By Mayo Clinic Staff
Back pain during pregnancy is a common complaint — and it's no wonder. You're gaining weight, your center of gravity changes and your hormones are relaxing the ligaments in your pelvis. Often, however, you can prevent or ease back pain during pregnancy. Consider seven ways to give pregnancy back pain the boot.
As your baby grows, your center of gravity shifts forward. To avoid falling forward, you might compensate by leaning back — which can strain the muscles in your lower back and contribute to back pain during pregnancy.
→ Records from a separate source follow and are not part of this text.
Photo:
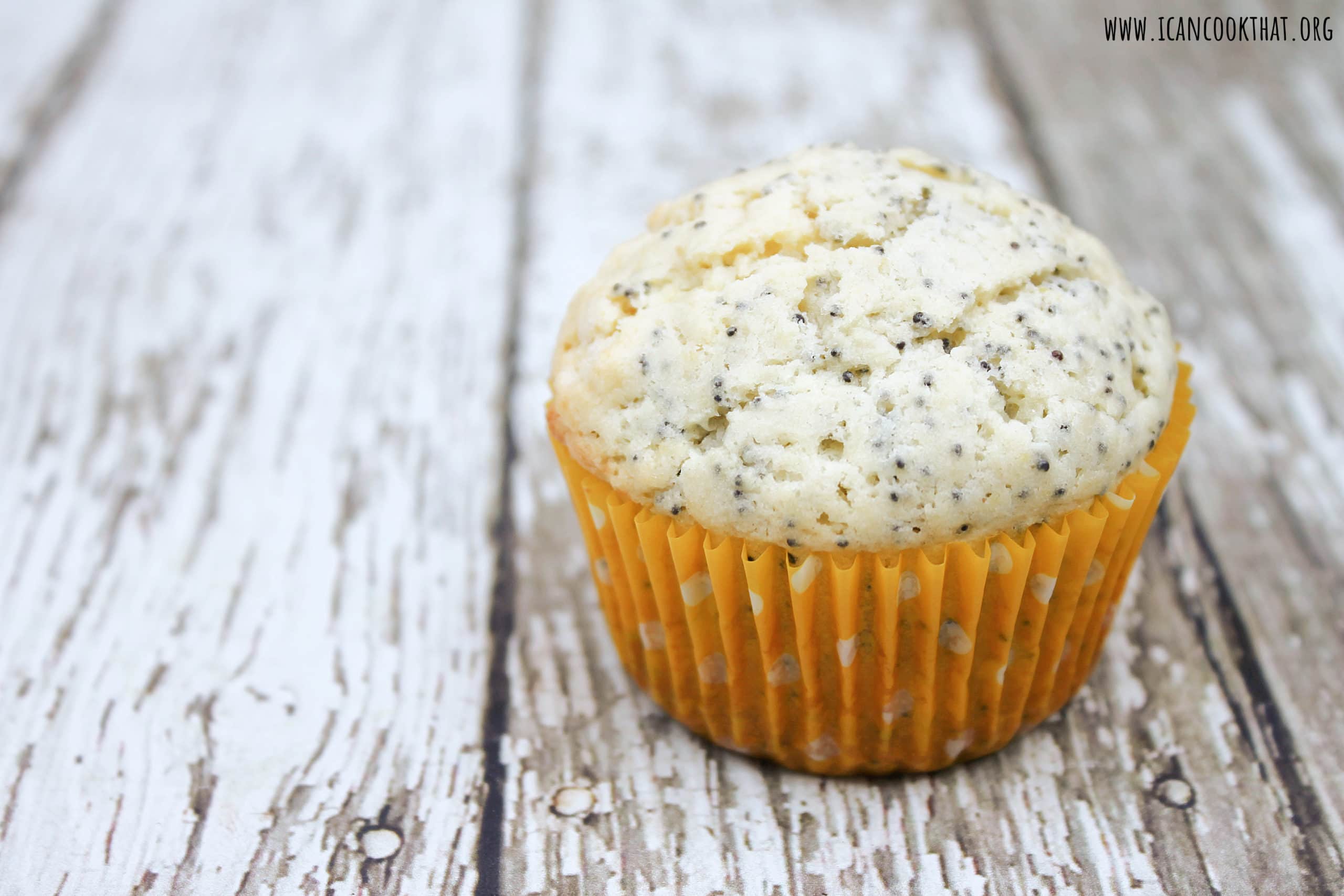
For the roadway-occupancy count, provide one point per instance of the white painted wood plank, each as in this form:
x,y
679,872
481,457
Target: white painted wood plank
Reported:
x,y
1144,784
1238,230
250,374
41,54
Keep these principles of good posture in mind:
- Stand up straight and tall.
- Hold your chest high.
- Keep your shoulders back and relaxed.
- Don't lock your knees.
When you stand, use a comfortably wide stance for the best support. If you must stand for long periods of time, rest one foot on a low step stool — and take time for frequent breaks.
Good posture also means sitting with care. Choose a chair that supports your back, or place a small pillow behind your lower back. Consider propping your feet on a low stool.
Wear low-heeled — not flat — shoes with good arch support.
You might also consider wearing a maternity support belt. Although research on the effectiveness of maternity support belts is limited, some women find the additional support helpful.
When lifting a small object, squat down and lift with your legs. Don't bend at the waist or lift with your back. It's also important to know your limits. Ask for help if you need it.
Sleep on your side, not your back. Keep one or both knees bent. Consider using pregnancy or support pillows between your bent knees, under your abdomen and behind your back.
Use a heating pad to apply heat to your back, or try ice packs. Rubbing your back also might help.
Regular physical activity can keep your back strong and might actually relieve back pain during pregnancy. With your health care provider's OK, try gentle activities — such as walking or water exercise.
You might also stretch your lower back. Rest on your hands and knees with your head in line with your back. Pull in your stomach, rounding your back slightly. Hold for several seconds, then relax your stomach and back — keeping your back as flat as possible. Gradually work up to 10 repetitions. Ask your health care provider about other stretching exercises, too.
Some research suggests that acupuncture can help relieve back pain during pregnancy. Chiropractic treatment seems to provide comfort for some women as well. If you're considering a complementary therapy, discuss the options with your health care provider.
If you have severe back pain during pregnancy or back pain that lasts more than two weeks, talk to your health care provider. He or she might recommend medication such as acetaminophen (Tylenol, others) or other treatments.
Keep in mind that back pain during pregnancy might be a sign of preterm labor. Also, back pain during pregnancy that's accompanied by vaginal bleeding, fever or burning during urination could be a sign of an underlying problem that needs prompt attention. If you're concerned about your back pain, contact your health care provider right away.